Since March, Flight Forward and its drone partner, Matternet, have been running a drone service for WakeMed hospital in Raleigh, NC. The operation involves transporting blood and medical samples for testing from satellite facilities to a laboratory on WakeMed’s main campus.
Granting the petition, the company stated, will allow it “to continue its work and expand its ability to offer this potentially life-saving service to this hospital network and its patients in North Carolina and elsewhere in the U.S.” Comments on UPS’ exemption petition are due by Sept. 11.
The company said that its initial “Concept of Operations” does not involve deliveries to “ad hoc” locations, nor deliveries to the general public. Data collected from the operation is being analyzed to provide feedback to the FAA that will be used to identify and aid in the development of operating standards.
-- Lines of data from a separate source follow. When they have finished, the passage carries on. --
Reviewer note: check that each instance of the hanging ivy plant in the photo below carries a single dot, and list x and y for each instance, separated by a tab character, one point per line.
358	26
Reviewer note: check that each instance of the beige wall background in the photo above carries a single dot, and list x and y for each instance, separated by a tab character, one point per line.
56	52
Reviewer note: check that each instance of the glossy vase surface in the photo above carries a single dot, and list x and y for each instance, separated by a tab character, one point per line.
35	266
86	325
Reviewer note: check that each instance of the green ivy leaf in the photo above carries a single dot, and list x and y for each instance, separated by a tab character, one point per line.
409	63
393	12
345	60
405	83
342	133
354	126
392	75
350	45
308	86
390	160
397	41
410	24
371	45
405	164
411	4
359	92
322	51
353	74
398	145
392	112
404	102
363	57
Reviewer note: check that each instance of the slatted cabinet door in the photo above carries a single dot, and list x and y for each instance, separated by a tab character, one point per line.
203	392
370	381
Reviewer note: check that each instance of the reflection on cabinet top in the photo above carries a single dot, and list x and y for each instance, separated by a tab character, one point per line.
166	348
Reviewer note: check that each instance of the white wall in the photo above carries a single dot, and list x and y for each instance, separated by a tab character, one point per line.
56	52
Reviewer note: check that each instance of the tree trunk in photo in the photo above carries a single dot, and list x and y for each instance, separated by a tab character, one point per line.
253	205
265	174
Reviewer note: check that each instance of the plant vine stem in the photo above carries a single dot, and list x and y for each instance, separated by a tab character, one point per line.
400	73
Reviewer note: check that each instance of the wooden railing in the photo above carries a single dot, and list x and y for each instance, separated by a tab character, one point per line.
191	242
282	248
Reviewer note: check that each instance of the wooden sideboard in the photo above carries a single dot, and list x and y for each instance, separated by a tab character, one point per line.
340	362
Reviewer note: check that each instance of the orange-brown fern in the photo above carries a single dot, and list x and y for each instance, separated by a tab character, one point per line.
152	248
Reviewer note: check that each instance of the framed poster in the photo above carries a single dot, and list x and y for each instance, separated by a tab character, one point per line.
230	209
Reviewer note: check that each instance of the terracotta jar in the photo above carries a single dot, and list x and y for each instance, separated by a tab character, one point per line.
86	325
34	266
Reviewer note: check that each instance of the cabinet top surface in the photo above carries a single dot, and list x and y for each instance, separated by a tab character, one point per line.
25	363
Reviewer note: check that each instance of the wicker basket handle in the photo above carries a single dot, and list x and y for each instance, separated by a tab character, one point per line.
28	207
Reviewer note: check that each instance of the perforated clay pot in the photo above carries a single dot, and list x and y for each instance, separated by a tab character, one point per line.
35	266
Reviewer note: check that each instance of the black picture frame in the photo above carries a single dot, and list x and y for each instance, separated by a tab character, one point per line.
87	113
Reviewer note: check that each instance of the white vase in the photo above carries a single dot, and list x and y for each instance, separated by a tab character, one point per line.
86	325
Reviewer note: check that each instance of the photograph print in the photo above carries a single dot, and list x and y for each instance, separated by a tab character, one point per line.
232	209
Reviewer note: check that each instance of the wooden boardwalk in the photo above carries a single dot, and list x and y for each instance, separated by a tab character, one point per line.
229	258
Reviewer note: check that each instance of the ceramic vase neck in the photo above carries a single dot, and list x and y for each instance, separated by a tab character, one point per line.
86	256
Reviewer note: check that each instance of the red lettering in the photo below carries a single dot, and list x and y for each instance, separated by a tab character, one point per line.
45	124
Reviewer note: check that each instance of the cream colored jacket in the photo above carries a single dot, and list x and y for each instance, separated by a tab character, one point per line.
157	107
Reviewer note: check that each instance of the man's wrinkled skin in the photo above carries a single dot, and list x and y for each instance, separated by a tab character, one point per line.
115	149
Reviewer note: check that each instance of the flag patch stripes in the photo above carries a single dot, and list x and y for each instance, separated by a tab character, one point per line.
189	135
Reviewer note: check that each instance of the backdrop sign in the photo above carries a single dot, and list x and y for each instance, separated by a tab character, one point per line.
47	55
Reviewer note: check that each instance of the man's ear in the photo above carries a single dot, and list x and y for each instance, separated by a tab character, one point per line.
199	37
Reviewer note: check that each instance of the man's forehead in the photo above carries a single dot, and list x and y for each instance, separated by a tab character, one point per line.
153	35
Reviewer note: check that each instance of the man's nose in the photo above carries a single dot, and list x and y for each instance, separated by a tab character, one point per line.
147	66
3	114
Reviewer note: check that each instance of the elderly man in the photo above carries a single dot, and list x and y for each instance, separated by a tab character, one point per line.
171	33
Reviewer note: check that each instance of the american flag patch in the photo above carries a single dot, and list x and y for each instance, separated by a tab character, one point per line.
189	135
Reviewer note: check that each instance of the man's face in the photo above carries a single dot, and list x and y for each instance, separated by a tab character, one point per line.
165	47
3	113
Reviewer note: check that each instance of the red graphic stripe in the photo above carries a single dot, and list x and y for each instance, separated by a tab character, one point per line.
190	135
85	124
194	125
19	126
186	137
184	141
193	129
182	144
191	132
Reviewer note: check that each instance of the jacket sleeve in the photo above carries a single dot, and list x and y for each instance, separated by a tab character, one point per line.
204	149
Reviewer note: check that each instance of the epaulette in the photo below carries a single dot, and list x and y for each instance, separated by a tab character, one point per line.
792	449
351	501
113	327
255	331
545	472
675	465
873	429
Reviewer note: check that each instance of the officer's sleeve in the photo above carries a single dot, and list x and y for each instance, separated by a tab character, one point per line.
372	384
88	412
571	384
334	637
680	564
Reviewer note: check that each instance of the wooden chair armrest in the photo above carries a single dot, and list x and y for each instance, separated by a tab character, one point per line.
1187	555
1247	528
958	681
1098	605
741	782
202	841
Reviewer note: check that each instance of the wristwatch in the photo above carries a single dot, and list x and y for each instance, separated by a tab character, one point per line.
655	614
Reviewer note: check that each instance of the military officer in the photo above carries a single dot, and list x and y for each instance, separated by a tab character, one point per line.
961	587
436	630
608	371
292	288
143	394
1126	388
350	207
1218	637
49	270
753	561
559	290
In its application, Flight Forward explained that WakeMed hospital traditionally used scheduled ground courier services to transport the samples. “However, utilizing a ground courier service that travels on an infrequent schedule causes the lab to be overrun with samples when the ground courier arrives and then lacking samples to test prior to the arrival of the next ground courier delivery,” it stated. This “batch processing” method of delivering medical samples is inefficient and delays a patient’s diagnosis and treatment, according to the company.
Flight Forward uses Matternet’s M2 quadcopter, powered by a rechargeable lithium-ion battery. It can carry medical payloads weighing up to about five pounds over distances of up to 12.5 miles.
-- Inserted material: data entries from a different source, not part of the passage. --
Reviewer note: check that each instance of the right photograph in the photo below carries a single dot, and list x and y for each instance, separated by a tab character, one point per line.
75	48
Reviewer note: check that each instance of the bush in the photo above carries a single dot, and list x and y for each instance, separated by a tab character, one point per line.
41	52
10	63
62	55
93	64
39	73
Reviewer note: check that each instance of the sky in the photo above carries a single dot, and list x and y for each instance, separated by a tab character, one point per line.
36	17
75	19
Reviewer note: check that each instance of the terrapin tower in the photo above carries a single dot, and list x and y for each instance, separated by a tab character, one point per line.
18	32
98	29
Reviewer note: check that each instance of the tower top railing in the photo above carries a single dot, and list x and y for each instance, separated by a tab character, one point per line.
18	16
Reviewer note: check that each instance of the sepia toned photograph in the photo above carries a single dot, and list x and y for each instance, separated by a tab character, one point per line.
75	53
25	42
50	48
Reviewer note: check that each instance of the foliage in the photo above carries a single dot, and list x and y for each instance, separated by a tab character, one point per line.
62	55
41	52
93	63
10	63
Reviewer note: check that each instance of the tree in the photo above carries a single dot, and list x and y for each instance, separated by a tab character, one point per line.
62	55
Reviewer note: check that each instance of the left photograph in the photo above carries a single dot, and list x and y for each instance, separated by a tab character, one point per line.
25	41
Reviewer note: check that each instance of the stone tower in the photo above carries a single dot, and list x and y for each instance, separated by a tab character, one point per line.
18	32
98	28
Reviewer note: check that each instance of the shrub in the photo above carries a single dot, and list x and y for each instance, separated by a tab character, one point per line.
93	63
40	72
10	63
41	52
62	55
“Using [drones] to transport samples across these distances is a much more efficient and timely process, eliminating the batch processing and providing a steady flow of samples to test. The outcome is the facilitation of test results and diagnosis to doctors more rapidly, leading to more timely treatment, and in turn, improved patient health and overall experience,” Flight Forward claimed.
Sending medical supplies and samples by drone is one of six major markets for drone operators and carriers specializing in last-mile delivery. They include California-based Zipline, which is running a service in Ghana, and Everdrone, which has been testing in Gothenburg, Sweden.